BelmontDrakul wrote: »
I do not discard their efforts for sure but; we deserve an update, don't you think?
A bit more of a substantial update this time! We are making solid progress, though there is still a great deal of work to be done. We are anticipating work continuing through the night to get all Live realms tested and ready to be brought back online.
With that said, we are currently targeting opening PC NA and EU servers around 10am EST/3pm GMT on Friday, December 13 and will update on the status of console realms shortly after. The PTS will remain offline through the weekend with plans to bring it back online early next week.
We'll provide the latest status of everything in the morning (EST). The ongoing patience from everyone has been greatly appreciated.

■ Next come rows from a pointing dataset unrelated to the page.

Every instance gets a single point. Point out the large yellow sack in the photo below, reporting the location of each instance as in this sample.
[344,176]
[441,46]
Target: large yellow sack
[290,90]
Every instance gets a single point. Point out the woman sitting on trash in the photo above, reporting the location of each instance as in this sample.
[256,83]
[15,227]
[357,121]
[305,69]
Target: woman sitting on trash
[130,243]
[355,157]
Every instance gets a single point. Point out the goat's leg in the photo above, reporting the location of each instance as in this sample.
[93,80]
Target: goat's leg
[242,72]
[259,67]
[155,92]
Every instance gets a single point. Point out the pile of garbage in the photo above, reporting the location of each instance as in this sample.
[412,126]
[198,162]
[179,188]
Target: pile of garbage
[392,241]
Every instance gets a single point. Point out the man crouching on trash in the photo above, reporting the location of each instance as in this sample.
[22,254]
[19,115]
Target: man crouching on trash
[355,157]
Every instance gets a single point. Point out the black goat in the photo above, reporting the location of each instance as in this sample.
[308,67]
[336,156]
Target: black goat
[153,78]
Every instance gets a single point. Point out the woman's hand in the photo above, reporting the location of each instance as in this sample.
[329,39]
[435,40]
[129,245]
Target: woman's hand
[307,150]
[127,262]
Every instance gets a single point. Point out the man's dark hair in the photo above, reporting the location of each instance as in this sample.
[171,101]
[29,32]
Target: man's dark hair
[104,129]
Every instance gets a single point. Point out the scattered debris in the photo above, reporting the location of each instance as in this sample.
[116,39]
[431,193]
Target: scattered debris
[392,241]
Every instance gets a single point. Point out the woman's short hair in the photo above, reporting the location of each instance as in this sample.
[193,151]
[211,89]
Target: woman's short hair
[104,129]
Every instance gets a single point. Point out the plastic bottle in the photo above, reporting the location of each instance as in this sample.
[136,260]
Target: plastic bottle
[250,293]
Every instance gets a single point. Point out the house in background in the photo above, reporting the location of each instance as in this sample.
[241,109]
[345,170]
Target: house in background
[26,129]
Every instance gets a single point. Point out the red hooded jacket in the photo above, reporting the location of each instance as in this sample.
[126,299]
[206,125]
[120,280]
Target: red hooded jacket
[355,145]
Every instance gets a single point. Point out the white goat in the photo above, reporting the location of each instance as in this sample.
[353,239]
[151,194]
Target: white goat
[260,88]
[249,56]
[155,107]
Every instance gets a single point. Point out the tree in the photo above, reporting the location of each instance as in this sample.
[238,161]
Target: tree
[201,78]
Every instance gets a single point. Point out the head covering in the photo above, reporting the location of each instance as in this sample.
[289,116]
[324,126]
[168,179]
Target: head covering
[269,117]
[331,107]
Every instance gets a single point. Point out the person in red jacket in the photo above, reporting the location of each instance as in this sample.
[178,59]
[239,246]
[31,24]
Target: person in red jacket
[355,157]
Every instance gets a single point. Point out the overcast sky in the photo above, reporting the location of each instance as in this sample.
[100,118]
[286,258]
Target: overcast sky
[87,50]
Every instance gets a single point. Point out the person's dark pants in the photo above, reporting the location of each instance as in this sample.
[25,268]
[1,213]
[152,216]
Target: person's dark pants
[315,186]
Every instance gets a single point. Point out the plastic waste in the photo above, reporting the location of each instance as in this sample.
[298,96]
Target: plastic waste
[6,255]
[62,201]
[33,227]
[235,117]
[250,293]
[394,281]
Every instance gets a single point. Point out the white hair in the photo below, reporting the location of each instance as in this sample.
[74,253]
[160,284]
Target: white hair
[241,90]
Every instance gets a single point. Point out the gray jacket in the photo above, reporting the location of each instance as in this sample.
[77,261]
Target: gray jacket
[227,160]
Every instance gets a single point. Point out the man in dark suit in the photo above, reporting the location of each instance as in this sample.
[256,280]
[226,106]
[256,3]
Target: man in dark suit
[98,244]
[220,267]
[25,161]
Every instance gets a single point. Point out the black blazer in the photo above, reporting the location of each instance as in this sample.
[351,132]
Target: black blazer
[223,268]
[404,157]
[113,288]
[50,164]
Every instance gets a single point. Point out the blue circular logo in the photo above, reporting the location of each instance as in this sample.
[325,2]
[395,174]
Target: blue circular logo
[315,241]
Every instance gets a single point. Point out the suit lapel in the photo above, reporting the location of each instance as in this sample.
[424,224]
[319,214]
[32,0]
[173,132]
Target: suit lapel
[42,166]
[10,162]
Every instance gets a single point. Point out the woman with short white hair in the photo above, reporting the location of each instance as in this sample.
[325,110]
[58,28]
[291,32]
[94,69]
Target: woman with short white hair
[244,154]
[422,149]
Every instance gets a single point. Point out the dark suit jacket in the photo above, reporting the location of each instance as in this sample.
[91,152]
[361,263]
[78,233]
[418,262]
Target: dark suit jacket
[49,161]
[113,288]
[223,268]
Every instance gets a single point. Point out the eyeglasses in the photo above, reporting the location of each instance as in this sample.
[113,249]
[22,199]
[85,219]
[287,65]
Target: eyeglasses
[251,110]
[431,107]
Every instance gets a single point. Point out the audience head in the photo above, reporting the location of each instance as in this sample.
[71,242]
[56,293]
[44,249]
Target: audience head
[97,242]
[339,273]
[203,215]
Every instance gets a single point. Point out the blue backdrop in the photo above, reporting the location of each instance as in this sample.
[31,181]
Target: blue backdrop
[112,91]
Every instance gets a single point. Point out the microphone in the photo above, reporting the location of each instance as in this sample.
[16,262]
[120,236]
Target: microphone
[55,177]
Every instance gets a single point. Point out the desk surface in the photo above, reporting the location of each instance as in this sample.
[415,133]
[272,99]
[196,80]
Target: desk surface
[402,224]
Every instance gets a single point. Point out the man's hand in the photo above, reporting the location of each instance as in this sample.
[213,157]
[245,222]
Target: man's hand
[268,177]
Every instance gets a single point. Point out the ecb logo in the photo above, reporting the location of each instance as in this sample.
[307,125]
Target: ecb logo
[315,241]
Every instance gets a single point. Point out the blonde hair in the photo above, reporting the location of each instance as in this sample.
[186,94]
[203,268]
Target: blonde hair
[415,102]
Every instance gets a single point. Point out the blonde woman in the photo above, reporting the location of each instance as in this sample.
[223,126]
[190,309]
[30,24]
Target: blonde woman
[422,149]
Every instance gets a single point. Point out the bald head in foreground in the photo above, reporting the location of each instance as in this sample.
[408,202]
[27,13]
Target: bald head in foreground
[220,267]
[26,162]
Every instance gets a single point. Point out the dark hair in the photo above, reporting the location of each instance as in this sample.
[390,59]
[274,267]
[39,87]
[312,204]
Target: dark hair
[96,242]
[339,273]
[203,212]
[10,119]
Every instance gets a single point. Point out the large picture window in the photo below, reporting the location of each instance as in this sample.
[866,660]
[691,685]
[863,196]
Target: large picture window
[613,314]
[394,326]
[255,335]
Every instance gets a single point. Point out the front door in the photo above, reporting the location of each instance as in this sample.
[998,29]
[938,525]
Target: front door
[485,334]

thinkaboutit wrote: »This should have been resolved already.
Hi,
I'm a Linux Systems Engineer, by profession, and I have been through a colo-wide Emergency Power Off event in my time.
Let me tell you, it's not as simple as just turning stuff back on...
- Our colocation center ITSELF was supposed to be our UPS. There's no UPS. If the colo goes out, that's it.
- when power was cutoff, it didn't take us long to figure out that the colo.. disappeared. We basically clown-car'd over to the datacenter and we were there for a long time. The power failure had occured in the early evening, on a Friday, and we spent all night there. We were 5 staff members that rushed over.
- when the power came back, ALL of the machines all tried to POST and boot at the same time. I don't know if you've ever heard servers, but their fans scream and everything goes full power for a sec. There was a brownout and 2/3 of the hosts were stuck in POST, frozen. Someone had to go around with a crashcart/KVM to check on its health and force a powercycle. 1 host at a time. There can be a LOT of hosts in a colo.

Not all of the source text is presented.